導かれるように決まった次のステージ

昨日、こんなツイートをしました。

意味深〜〜〜

でも、気づいてると思うし、伝えようと思って。

昨日はマルチタレントいとうせいこうさんの「いとうせいこう is the poet」というイベントに行ってきました。

いわゆる「ポエトリーリーディング(詩の朗読)」をメインとしたイベントで、詩人たちが、いとうせいこう率いるバンドの奏でる音に合わせて、自作の詩を朗読してました。

「戦争賛成」と叫ぶ人、好きな人のことをTwitterに書いてたらバレたことを詩にした人、見た目アキバ系(死語)かと思いきや美しい言葉で会場を沸かした人。

ポエトリー系のライブに初めて行ったのだけれど、そこにあったのは「自由」でした。

別にルールなんてない、何にも縛られず、自由に想いの丈を音楽に乗せて言葉にしてました。言葉と音楽が一体となって会場のテンションを上げていく感じ。ほんとに、想像の100倍くらい自由で最高でした。

僕は2015年9月から言葉を発信することをはじめて、もちろん最初は「言葉を発信する」なんて綺麗なこと言ってませんでしたが。

それでも「ブログ書いて有名になってチヤホヤされたい」という想いが年月と共に、「アウトプットすることのおもしろさ」に変わり、そして今では

「言葉って面白いな」「表現することっていいな」「もっと多くの人の心に残りたいな」と思うようになりました。

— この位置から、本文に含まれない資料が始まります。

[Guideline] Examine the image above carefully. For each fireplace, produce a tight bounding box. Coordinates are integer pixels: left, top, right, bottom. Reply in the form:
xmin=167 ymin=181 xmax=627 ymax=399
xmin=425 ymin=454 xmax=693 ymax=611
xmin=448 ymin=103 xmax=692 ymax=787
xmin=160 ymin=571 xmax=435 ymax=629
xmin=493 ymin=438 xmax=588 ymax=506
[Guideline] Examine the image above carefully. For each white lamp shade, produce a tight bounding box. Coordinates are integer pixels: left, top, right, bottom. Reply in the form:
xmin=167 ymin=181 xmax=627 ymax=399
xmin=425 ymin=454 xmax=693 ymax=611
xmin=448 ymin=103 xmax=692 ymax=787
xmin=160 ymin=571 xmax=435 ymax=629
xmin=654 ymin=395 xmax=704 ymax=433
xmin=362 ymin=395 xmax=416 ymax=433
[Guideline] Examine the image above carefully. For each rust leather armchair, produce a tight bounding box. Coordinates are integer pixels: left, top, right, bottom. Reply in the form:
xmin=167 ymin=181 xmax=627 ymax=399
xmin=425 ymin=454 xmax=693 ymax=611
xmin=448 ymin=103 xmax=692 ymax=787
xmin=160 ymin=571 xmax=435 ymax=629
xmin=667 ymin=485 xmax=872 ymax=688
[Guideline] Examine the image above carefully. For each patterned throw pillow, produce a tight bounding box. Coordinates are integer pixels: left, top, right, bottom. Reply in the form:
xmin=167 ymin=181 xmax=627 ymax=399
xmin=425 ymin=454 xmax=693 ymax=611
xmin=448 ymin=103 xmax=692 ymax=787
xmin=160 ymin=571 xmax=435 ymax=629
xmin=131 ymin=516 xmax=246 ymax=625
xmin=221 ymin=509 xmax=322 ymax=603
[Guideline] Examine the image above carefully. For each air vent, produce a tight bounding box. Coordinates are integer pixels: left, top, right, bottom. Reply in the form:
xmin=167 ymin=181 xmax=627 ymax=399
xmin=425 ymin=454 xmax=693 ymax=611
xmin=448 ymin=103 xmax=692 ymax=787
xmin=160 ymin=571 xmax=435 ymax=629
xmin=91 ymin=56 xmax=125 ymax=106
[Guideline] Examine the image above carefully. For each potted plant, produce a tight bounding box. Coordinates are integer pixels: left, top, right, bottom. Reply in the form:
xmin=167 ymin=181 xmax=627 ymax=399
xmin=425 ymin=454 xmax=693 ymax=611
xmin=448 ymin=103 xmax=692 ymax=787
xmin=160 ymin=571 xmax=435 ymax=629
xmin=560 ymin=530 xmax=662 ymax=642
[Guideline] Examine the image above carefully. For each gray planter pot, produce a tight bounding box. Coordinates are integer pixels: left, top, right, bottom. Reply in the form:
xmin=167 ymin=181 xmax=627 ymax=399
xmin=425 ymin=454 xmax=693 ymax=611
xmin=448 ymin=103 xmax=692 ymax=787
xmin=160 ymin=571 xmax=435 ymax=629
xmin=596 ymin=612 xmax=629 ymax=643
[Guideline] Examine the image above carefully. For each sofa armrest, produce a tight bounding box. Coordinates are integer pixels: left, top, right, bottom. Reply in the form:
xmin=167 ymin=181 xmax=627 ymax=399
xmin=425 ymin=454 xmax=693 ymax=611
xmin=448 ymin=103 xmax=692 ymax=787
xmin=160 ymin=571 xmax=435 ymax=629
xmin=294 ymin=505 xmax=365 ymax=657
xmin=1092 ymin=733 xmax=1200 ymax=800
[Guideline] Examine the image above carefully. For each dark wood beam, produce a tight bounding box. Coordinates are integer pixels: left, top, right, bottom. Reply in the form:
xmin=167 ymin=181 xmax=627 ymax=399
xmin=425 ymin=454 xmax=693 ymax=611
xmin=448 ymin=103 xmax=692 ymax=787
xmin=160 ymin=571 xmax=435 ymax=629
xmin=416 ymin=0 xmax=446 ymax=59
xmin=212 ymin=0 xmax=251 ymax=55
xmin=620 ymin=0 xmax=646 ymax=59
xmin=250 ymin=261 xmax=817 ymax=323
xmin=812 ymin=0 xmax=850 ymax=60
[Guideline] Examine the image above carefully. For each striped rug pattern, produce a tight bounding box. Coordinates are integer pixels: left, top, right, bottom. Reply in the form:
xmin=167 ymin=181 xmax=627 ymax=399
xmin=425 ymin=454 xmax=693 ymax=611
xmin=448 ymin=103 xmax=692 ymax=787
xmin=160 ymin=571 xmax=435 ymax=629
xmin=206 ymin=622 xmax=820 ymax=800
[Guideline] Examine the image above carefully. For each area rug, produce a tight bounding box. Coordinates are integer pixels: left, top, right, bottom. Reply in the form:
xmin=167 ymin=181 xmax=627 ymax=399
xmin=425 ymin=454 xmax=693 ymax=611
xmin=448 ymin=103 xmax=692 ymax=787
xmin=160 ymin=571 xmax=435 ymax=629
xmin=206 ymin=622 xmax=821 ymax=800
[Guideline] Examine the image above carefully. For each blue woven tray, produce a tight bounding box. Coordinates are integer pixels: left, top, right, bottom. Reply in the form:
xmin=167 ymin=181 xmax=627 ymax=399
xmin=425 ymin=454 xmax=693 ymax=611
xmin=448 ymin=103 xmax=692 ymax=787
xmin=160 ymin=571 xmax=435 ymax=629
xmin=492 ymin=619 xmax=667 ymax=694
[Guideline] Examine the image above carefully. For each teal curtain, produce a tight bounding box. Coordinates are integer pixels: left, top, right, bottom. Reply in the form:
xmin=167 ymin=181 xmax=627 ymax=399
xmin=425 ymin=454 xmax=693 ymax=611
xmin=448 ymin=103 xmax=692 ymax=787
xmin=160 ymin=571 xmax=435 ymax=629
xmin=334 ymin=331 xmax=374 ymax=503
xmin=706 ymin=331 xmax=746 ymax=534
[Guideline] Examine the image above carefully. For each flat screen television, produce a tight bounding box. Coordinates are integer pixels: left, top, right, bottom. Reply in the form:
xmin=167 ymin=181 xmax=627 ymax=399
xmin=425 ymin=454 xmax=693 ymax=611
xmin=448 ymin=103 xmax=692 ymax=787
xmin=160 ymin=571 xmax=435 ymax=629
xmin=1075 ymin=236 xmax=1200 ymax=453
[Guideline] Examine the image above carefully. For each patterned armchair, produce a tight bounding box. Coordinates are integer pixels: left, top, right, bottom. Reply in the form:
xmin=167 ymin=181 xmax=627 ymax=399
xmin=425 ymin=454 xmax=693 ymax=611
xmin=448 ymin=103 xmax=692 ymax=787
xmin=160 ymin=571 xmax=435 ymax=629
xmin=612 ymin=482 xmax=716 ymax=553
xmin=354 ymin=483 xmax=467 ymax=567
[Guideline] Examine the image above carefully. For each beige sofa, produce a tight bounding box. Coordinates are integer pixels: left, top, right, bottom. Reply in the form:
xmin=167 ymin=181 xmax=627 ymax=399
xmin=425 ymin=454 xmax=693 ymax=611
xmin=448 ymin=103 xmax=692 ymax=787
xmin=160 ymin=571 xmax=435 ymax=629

この3年の発信活動を通して、僕なりの「発信すること」の定義が変わってきました。

日本人でありながら日本語の美しさ、表現の奥深さ、その難しさ(奥ゆかしさとも言う)を知らず、そして知ることで魅了され、そこから落語、俳句、短歌、そして詩に興味関心が向いていきました。

ポエトリーリーディングと、不可思議/wonderboyとの出会い

東京に上京したばかりで、会社員をしていた2015年の話。まだブログとか全然やってない時です。

元々ダンスやってたこともあってHipHopはよく聴いてました。そしてある日、Mixcloudで何気なくこちらのミックスを聴いてた時にとある曲に出会いました。

極東夜・下(Kyokuto-ya)’ 日本語ラップ/ポエトリーリーディングMIX’

基本的に韻を踏むことがベースとなるラップにおいて、韻をあえて踏まず、語りかけるかのように繰り出される音楽。それが僕とポエトリーリーディングとの、というか不可思議/wonderboyとの出会いでした。

シャカゾンビの「空を取り戻した日」の次に繰り出された曲は、最初に聴いた感想としては「なんだこの曲、気持ち悪っ」でした。

気持ち悪いというのは歌い方や曲に対してではなく、HipHopにおいて韻を踏まずに歌うことに対するしっくりこなさと言いますか。何度聴いてもむずむずしてくる、という意味での「気持ち悪さ」でした。

そのミックスの中で流れてきたのは「銀河鉄道の夜」という曲でした。隣で僕のダンス友達に聴かせた時、「俺はこれ、無理」と言ってたことを覚えてます。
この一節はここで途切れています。